- 8 rzeczy, których brakuje mi w Mount and Blade 2 Bannerlord
- Polowania
- System rzemiosła
- Napady na skarbce
- Rolnictwo
- Uczty
- Religia, i to niejedna
- Spolszczenie
Polowania

Jeśli zwierzęta, to także polowania. Trudno sobie wyobrazić życie będącego rycerzem możnowładcy bez wypraw na dziką zwierzynę. W grze są łuki, oszczepy, sztuczna inteligencja, która może robić za nagonkę. W zasadzie wystarczy dodać same dzikie zwierzęta.
Ale nie zatrzymujmy się na prostackim mordowaniu dla rozrywki.
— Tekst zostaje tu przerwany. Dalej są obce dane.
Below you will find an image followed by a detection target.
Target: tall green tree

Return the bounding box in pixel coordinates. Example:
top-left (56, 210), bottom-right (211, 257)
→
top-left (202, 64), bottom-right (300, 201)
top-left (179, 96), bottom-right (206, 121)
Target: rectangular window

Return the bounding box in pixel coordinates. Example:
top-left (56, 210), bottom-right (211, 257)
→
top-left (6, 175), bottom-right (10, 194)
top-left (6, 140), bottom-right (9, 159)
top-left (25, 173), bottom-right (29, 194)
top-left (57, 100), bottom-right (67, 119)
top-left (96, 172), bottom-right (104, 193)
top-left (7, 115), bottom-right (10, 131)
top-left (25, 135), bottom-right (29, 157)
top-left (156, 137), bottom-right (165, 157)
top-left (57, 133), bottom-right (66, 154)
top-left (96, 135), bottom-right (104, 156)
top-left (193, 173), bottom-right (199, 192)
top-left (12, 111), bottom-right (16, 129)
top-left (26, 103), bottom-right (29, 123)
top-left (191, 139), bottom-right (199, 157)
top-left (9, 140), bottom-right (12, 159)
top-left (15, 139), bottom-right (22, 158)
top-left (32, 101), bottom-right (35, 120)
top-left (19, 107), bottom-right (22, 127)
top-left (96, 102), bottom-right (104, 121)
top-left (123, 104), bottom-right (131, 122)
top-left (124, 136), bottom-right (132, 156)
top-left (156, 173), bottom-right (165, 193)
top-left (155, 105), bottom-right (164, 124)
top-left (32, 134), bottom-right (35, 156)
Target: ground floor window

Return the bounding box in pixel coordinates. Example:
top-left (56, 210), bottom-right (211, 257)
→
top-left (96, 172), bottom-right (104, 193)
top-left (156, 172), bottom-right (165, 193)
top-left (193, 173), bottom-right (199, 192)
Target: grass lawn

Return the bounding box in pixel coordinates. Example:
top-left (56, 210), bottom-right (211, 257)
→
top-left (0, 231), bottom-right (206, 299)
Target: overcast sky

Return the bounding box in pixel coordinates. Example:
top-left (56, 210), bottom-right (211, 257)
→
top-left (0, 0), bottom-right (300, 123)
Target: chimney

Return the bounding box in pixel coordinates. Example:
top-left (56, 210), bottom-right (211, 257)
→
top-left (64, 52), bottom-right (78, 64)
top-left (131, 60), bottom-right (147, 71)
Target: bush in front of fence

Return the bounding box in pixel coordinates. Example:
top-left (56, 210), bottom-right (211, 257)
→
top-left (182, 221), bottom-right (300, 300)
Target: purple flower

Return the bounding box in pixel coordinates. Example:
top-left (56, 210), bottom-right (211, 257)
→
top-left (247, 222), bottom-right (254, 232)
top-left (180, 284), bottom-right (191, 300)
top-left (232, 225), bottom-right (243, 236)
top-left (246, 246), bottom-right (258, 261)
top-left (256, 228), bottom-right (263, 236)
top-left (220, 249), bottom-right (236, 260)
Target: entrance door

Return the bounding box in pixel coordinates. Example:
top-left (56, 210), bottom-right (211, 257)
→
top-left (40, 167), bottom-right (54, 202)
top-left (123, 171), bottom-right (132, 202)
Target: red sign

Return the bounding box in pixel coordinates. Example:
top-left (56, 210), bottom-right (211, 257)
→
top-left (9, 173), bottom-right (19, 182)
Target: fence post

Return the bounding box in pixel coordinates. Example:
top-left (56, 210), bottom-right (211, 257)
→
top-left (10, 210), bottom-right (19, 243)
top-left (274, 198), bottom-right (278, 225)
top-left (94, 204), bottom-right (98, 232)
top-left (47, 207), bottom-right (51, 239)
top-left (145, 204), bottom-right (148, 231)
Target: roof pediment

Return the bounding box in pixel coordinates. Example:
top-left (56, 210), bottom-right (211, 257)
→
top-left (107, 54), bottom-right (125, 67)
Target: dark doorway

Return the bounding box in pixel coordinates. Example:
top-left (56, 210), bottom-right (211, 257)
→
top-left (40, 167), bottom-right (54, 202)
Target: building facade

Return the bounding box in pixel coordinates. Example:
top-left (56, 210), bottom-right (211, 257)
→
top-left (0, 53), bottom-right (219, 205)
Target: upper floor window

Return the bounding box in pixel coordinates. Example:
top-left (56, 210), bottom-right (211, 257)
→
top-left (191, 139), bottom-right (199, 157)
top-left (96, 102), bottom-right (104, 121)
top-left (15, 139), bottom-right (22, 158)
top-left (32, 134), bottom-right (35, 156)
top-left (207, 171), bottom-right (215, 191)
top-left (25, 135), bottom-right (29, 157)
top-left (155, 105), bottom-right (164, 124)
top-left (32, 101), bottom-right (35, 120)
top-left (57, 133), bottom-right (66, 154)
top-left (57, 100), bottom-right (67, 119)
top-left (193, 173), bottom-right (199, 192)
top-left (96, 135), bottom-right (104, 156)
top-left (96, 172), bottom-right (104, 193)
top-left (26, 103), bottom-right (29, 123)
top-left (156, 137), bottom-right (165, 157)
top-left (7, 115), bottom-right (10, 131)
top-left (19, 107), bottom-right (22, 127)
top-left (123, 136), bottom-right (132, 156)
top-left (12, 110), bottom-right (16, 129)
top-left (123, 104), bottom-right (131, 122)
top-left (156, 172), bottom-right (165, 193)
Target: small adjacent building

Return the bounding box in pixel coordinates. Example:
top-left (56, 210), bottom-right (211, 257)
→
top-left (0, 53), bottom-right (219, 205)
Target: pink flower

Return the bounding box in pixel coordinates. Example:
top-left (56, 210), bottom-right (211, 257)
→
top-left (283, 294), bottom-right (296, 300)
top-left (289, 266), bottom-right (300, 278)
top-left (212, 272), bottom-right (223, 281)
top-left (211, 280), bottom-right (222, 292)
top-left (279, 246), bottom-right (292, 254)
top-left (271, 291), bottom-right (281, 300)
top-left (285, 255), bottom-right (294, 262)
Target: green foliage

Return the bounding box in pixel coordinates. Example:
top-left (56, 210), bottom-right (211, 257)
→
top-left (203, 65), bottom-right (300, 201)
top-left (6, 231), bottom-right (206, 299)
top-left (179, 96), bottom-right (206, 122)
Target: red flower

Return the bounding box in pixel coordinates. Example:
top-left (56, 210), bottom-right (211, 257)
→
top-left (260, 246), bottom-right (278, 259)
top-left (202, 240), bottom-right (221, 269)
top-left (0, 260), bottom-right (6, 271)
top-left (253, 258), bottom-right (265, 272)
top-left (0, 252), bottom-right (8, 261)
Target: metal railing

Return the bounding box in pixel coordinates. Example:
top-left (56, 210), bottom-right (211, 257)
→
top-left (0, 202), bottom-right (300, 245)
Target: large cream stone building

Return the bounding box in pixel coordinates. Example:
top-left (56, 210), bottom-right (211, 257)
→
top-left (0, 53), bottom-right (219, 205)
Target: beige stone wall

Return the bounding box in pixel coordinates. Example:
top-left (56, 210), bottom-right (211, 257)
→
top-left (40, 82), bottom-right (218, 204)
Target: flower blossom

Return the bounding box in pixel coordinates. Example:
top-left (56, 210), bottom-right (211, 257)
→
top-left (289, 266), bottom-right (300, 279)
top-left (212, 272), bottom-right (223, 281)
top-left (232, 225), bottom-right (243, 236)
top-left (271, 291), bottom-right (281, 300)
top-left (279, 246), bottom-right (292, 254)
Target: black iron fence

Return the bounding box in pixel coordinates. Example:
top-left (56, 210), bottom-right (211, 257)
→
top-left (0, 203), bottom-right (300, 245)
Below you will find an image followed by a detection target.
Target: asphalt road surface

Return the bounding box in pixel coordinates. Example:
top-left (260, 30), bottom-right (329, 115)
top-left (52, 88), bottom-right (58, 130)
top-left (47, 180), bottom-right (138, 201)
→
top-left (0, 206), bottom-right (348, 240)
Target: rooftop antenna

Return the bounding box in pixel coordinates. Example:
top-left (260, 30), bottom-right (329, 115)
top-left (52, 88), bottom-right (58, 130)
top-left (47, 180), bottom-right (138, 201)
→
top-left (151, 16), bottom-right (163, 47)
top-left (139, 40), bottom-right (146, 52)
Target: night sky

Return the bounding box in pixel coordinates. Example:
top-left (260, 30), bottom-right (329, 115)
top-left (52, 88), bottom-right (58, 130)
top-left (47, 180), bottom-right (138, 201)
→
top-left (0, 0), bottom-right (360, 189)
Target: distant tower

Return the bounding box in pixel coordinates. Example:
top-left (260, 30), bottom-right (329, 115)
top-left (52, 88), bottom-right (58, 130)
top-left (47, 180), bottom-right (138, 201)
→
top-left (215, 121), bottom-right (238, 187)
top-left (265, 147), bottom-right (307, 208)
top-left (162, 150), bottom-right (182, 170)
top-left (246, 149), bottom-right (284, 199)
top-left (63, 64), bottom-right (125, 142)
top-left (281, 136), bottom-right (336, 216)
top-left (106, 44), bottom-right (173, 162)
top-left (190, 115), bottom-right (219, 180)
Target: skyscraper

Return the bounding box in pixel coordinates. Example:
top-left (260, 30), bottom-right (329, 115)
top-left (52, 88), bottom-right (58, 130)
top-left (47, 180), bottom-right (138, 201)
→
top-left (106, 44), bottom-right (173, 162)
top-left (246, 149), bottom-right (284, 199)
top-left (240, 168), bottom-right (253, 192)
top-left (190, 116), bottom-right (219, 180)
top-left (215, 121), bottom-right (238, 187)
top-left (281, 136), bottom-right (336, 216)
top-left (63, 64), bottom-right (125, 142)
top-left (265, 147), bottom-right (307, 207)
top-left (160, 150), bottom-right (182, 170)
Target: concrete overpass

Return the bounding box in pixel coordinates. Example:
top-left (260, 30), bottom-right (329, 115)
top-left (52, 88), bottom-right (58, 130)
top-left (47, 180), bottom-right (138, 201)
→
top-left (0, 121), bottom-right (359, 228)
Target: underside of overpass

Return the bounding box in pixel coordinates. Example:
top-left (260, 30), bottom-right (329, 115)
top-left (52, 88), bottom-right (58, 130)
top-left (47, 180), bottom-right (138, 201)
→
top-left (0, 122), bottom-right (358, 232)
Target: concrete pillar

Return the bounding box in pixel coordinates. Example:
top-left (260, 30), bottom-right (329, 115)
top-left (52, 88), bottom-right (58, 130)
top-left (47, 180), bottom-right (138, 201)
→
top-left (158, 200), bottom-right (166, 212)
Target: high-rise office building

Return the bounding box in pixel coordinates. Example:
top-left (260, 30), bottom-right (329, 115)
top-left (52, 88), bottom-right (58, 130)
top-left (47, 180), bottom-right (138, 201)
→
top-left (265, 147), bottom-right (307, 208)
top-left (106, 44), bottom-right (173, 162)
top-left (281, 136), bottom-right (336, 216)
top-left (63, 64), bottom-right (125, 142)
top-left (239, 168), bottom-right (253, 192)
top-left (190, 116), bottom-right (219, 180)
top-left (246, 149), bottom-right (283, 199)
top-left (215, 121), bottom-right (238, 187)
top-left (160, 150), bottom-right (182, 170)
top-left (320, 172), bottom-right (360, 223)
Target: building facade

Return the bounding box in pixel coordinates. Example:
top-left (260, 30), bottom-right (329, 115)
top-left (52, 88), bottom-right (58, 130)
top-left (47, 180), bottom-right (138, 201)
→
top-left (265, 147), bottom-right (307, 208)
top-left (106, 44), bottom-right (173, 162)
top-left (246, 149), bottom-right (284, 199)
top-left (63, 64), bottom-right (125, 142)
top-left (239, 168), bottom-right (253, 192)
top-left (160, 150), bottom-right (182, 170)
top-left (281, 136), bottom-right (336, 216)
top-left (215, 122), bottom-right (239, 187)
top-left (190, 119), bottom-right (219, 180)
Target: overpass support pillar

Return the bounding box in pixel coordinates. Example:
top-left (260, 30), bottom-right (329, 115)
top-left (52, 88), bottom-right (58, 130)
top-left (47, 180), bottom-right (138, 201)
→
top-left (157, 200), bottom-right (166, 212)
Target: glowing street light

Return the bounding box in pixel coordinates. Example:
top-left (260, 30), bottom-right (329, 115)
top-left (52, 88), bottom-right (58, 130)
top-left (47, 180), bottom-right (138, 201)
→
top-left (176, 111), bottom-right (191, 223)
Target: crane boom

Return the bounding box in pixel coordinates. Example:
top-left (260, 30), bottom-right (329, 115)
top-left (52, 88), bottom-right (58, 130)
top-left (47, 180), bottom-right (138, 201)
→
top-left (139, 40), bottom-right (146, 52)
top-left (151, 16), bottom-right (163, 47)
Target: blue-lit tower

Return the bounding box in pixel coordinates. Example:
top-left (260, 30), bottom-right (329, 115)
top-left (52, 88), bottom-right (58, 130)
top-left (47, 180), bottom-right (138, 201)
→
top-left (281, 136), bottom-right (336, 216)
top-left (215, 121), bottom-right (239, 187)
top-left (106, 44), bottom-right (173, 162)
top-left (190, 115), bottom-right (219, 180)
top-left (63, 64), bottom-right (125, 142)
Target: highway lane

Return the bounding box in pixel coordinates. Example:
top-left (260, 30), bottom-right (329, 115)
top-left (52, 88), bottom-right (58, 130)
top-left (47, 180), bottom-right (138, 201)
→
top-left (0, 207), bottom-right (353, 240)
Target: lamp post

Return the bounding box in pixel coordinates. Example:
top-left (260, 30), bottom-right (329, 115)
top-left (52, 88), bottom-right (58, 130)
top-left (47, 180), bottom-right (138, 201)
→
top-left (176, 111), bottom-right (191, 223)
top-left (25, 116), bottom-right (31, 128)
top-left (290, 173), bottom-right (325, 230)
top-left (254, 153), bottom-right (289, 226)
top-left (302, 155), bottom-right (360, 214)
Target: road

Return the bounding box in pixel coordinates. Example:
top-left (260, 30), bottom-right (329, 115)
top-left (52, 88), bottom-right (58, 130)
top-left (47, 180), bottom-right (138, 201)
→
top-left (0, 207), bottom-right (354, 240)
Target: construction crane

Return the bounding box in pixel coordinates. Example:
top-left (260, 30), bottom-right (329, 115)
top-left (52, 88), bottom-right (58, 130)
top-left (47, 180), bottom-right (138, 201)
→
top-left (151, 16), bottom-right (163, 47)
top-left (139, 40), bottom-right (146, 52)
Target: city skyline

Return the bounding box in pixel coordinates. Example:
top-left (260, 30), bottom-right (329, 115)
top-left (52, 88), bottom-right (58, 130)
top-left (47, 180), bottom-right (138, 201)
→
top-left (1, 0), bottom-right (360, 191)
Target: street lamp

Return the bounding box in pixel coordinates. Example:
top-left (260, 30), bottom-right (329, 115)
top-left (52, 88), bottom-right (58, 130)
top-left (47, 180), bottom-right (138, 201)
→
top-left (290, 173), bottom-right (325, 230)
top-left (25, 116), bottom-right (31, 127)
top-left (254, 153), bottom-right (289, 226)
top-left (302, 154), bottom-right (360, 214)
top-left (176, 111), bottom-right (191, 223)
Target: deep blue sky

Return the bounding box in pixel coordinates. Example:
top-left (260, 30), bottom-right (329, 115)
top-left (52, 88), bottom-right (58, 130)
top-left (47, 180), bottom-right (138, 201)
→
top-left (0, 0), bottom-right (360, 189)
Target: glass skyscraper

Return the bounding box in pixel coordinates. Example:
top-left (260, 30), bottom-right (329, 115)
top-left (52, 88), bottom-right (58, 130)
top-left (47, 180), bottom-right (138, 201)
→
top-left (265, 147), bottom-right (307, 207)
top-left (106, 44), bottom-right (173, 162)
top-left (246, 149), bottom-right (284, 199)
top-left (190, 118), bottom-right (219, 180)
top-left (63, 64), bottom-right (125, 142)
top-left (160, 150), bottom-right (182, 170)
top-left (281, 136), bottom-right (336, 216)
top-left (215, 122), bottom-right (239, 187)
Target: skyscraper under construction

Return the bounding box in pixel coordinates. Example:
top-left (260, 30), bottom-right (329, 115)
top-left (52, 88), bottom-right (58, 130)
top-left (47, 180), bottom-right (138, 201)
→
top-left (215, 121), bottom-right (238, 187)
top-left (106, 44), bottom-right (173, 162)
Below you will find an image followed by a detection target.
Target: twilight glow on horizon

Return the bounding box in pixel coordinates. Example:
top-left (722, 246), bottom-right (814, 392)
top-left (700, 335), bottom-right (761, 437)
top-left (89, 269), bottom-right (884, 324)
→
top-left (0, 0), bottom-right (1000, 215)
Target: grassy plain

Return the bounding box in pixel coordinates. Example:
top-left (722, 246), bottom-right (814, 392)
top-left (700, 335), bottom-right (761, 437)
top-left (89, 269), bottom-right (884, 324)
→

Polowanie powinno ratować naszą początkującą drużynę od głodu i biedy. Mięso można zjeść, a skóry sprzedać. Ba, można się nawet uczyć coraz lepiej je wyprawiać, sprzedawać drożej albo samodzielnie wykonywać z nich elementy ekwipunku.
A gdy już będziemy mieć własny zamek, sprzymierzonych lordów i tak dalej, polowania mogą stać się narzędziem dyplomacji. Można by zapraszać innych możnowładców do naszego lasu na tura albo na jelenia i podczas wspólnych wypraw poprawiać nasze relacje. Zwłaszcza jeśli na przykład zależy nam na ręce córki któregoś z nich. W końcu okazanie męstwa, walcząc z dzikiem włócznią, zrobi wrażenie na przyszłym teściu.
A jeśli kogoś nie lubimy? No cóż, wypadki na polowaniach zdarzają się od dawna. Jeśli przypadkiem zamiast jelenia trafimy strzałą kogoś, czyje stanowisko na dworze bardzo nas nęci, to... Wiecie, o czym mówię.